The world is complicated. How could it not be? Almost everything of which we are aware and of which our reality consists is constructed from incomprehensibly vast numbers of interactions between quantum fields on tiny, tiny scales, with causality propagating at the speed of light, with behaviors and properties requiring complex numbers*** to describe mathematically. If you’re an electrical engineer, you might use complex numbers in real life, because they are very useful for modeling cyclical processes like alternating current, but most macroscopic, emergent processes don’t require complex numbers to describe.

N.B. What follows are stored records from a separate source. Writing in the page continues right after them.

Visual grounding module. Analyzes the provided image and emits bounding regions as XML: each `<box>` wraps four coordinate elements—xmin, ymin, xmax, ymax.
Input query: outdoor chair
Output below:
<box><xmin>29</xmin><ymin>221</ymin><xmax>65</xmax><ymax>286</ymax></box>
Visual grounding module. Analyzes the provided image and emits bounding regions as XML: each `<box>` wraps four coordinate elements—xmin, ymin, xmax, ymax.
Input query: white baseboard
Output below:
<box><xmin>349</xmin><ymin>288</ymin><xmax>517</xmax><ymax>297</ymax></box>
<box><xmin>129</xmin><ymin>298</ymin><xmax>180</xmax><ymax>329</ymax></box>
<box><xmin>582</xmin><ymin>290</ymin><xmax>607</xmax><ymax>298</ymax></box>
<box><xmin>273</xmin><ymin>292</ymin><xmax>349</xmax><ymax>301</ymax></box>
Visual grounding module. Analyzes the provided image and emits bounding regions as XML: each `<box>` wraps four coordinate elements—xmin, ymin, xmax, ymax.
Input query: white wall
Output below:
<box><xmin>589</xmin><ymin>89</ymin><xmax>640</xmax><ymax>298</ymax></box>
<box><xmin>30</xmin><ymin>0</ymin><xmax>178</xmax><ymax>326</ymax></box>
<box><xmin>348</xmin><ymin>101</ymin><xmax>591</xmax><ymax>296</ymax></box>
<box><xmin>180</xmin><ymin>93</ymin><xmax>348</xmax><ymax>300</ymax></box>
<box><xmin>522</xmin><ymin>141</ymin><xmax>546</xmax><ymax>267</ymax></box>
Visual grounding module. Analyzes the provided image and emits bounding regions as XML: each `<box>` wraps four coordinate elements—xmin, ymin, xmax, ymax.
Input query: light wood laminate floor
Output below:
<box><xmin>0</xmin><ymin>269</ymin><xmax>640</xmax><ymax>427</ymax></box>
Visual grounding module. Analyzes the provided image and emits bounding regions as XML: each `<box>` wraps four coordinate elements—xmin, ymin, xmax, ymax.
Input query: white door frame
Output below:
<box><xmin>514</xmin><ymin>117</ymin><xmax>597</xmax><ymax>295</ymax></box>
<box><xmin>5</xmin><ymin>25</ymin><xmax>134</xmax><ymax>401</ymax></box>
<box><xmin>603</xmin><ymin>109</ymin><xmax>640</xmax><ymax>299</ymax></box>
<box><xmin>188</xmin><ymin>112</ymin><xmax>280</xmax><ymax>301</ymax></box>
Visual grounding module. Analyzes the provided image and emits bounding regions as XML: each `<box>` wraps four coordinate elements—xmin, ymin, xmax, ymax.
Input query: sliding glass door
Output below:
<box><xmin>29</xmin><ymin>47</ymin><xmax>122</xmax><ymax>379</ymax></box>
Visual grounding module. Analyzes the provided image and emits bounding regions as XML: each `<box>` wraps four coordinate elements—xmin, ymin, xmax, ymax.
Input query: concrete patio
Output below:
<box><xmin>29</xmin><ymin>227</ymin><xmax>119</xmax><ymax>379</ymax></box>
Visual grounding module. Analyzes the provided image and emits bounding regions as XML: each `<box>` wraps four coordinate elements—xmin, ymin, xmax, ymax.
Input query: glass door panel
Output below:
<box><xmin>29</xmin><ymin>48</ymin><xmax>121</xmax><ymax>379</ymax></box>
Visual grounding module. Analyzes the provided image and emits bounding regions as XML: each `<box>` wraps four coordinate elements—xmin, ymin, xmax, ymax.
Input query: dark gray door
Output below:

Or maybe they would be best described, mathematically at least, using complex numbers, but most macroscopic, emergent phenomena have too many things going on‒too many moving parts, if you will‒to be efficiently described by any remotely practical mathematical formalism. Even computer algorithms might be inadequate to describe the functioning of large scale matters in sufficient detail.
It may be that natural language really is the best tool for describing such aspects of reality, since it allows one to vary one’s level of intricacy and complexity to suit the needs of any given situation. But of course, to do so requires one to be rigorous to the point of being a martinet about one’s language usage. If a word or term can have more than one meaning, it is crucial to specify which meaning one intends so as to avoid apparent disagreements that actually just come down to semantic confusion.
I don’t necessarily mind semantic discussions‒I like words and language and logic and poetry and puns and all that stuff‒but if one is trying to share an explanation for something, and really to share understanding, precise word meaning is going to be necessary. You can’t use html to write a program that runs in Pascal. Okay that’s not a great analogy. Let’s say…you can’t win a game of Texas hold ’em poker by following the strategy you would use for euchre. It’s not just that you won’t win; your moves won’t even make sense.
Okay, well, that’s probably enough for today. I’ve been trying not to be as negative as I was yesterday, and I think I’ve succeeded reasonably well. I do this sort of back and forth thing so often that some people have said they wonder if I am literally bipolar with a rapid cycling rate. I can only respond by saying that this possibility has been considered by me and by several different mental health professionals, and it is thought not to be the case. Of course, I’ve never been tried on a course of, say, lithium****, nor really on any of the other, less tricky mood stabilizers (other than as would-be adjuncts for chronic pain treatment). But if I were occasionally waxing manic, I would imagine that sometimes I would feel really good about myself, and I rarely do. Also, antidepressants have never triggered a manic or hypomanic event for me, and I’ve taken many different ones at different times.
All right, well, there was a whole paragraph after I’d already said I’d written enough. My apologies. I do go on, don’t I? Have a good day, if you can.

*If no one has used that euphemism as the name of a brand of candy, I’ll be even more disappointed in humanity than I was already.
**Knowing me, I would probably accidentally do good for the world every time I tried to do evil. At least it would be funny.
***Complex numbers are numbers with one “real” part, i.e., some number on the usual, continuous number line, and one “imaginary” part, which is a real number multiplied by i, the square root of -1, which is no more truly imaginary than is any other number.
****I like the song a lot, though.

Cluster fudge has to have carmel and some kind of nuts. The commercials would be hilarious. You could use the proceeds to fund your super villiany.